The pontiff was joined by more than 150,000 people who had come to mark the 150th anniversary of the apparitions of the Virgin Mary to a French peasant girl.

Most Irish Catholic dioceses were represented, with 1,400 people from the diocese of Meath and an estimated 3,000 people from the Catholic archdiocese of Dublin among those who travelled to Lourdes for the jubilee celebrations.

Two chartered flights carried the faithful from the capital late last week, led by Archbishop Diarmuid Martin who was joined on the pilgrimage by Cardinal Desmond Connell and more than 50 diocesan priests.

Under clear skies, Pope Benedict spoke from a white podium set up on a sprawling field near the grotto where Mary is said to have appeared 18 times to Bernadette Soubirous in 1858.

“There is a love in this world that is stronger than death, stronger than our weaknesses and sins.
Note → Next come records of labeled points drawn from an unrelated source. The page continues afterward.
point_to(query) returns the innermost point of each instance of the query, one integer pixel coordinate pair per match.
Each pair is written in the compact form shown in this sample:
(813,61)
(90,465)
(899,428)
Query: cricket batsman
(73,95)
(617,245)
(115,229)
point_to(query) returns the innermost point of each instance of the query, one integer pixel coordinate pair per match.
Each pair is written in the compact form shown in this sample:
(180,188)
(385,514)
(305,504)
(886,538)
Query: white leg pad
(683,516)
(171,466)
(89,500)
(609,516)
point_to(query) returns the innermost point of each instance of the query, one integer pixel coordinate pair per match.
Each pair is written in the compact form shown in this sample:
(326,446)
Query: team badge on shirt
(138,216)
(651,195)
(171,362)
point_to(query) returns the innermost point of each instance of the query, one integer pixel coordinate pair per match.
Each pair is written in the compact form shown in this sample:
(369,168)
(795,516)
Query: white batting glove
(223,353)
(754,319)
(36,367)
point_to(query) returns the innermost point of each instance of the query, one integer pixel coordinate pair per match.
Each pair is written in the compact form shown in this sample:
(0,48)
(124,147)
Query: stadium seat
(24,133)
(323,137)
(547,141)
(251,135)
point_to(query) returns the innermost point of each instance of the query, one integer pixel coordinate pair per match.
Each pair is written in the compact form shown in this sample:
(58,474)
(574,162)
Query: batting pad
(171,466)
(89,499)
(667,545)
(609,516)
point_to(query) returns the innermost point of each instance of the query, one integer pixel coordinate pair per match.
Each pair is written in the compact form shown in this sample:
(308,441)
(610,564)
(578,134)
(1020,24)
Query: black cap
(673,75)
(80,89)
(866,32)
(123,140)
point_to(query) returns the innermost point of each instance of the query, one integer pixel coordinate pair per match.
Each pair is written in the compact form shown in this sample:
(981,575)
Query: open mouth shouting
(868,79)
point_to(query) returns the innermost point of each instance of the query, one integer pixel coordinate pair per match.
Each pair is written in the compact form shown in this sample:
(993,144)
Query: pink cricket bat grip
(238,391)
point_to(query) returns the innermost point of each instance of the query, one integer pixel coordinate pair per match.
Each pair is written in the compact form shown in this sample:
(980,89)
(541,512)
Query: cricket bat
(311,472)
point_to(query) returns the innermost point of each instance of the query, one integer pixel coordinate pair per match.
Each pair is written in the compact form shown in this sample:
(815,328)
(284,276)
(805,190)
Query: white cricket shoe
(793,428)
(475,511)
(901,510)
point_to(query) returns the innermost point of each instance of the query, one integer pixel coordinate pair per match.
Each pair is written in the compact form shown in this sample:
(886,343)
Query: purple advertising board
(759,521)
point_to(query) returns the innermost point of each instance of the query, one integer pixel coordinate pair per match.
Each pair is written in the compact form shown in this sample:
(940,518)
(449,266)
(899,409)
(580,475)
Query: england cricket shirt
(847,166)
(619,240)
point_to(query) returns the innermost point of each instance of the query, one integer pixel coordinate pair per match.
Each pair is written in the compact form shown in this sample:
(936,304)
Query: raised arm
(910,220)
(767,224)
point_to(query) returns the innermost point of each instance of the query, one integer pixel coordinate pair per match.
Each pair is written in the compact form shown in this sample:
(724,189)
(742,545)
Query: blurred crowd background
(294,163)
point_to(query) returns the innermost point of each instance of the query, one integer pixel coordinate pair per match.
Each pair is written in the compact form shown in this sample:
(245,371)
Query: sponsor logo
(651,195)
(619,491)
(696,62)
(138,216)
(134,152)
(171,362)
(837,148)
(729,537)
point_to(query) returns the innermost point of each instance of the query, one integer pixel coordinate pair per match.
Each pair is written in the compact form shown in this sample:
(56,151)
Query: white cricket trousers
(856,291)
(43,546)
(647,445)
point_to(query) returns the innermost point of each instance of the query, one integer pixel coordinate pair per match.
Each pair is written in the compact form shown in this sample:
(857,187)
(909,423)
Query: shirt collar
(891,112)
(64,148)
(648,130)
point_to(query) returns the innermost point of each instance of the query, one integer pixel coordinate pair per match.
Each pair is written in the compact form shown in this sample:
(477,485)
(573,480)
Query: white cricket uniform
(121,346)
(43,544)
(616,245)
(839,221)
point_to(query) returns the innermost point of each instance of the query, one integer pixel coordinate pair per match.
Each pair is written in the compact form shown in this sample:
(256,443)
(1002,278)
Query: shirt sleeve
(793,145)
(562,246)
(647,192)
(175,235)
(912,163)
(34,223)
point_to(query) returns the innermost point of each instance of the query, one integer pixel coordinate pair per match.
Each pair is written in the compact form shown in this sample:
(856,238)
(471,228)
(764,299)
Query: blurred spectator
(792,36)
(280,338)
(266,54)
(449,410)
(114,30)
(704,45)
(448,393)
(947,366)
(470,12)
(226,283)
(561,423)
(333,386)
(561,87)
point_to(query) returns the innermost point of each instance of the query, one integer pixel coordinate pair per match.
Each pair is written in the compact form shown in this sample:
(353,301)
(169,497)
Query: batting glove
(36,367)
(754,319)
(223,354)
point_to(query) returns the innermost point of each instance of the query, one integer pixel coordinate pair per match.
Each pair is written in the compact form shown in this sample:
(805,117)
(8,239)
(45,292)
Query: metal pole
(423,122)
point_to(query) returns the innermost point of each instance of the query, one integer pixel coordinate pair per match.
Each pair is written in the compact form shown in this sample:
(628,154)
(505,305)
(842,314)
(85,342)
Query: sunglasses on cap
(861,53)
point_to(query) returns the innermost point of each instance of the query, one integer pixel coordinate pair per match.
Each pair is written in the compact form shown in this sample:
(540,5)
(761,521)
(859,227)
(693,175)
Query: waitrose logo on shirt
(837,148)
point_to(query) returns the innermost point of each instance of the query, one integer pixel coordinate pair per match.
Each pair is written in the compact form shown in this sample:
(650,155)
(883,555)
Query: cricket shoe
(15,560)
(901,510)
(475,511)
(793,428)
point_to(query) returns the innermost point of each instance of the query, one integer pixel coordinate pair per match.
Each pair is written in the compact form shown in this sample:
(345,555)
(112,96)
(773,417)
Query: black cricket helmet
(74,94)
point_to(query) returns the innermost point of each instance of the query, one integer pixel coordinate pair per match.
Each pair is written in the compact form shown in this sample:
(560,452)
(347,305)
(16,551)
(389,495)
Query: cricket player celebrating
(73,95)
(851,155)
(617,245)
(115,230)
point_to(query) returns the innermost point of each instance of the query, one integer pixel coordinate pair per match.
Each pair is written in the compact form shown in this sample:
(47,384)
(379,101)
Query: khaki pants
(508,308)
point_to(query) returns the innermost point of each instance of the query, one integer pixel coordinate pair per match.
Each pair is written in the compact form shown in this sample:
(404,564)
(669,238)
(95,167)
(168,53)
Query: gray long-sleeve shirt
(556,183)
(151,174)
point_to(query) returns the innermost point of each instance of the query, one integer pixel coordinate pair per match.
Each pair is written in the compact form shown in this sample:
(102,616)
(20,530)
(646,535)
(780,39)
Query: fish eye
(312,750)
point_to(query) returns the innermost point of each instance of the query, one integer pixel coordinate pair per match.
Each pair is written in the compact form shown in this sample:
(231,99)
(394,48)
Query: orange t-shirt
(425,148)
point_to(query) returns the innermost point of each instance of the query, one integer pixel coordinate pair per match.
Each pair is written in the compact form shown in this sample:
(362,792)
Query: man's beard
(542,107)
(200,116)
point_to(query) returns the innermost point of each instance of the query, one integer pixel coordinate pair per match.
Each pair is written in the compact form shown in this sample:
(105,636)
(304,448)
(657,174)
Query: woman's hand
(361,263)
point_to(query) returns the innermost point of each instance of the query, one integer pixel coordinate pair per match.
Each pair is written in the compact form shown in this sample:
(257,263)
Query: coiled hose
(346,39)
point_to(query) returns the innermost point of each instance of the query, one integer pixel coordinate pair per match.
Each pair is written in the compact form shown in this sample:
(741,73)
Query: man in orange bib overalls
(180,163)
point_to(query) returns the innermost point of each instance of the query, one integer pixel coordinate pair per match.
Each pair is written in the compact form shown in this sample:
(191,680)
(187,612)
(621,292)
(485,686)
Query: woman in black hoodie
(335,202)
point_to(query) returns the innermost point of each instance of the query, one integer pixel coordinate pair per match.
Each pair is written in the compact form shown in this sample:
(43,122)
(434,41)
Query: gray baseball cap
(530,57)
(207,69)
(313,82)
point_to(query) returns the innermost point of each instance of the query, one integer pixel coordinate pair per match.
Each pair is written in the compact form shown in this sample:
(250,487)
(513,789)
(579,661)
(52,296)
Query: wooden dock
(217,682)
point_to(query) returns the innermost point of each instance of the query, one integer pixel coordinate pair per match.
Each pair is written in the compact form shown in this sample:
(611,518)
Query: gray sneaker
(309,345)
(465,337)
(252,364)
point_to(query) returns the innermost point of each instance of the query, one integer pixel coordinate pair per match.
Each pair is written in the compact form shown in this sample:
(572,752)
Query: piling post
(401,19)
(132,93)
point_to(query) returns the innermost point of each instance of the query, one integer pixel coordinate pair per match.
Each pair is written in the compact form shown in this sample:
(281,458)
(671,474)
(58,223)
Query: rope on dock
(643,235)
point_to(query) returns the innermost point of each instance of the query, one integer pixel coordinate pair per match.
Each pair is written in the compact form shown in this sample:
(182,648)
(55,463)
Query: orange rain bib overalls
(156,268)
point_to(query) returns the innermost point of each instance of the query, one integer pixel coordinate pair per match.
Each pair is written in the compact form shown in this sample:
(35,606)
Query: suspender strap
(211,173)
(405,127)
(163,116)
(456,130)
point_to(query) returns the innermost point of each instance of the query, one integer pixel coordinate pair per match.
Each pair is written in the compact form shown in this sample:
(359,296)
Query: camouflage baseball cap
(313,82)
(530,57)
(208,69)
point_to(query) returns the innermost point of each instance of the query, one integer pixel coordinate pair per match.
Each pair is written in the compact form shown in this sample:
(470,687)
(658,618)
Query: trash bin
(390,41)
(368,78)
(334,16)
The power of love is stronger than the evil which threatens us,” he said.

The 81-year-old pontiff joined 230 bishops in the southwestern town, on the third day of his visit to France.

Singing hymns, tens of thousands of faithful, some in wheelchairs or on stretchers, flocked to the prairie of the Lourdes sanctuary for the Sunday services delivered in several languages. Lourdes is a magnet for the sick and disabled in search of a miracle cure from the water of the grotto’s springs.

On Saturday, 260,000 people attended Mass in central Paris, during which the Pope appealed to young Catholics to shun the false “idols” of the modern world.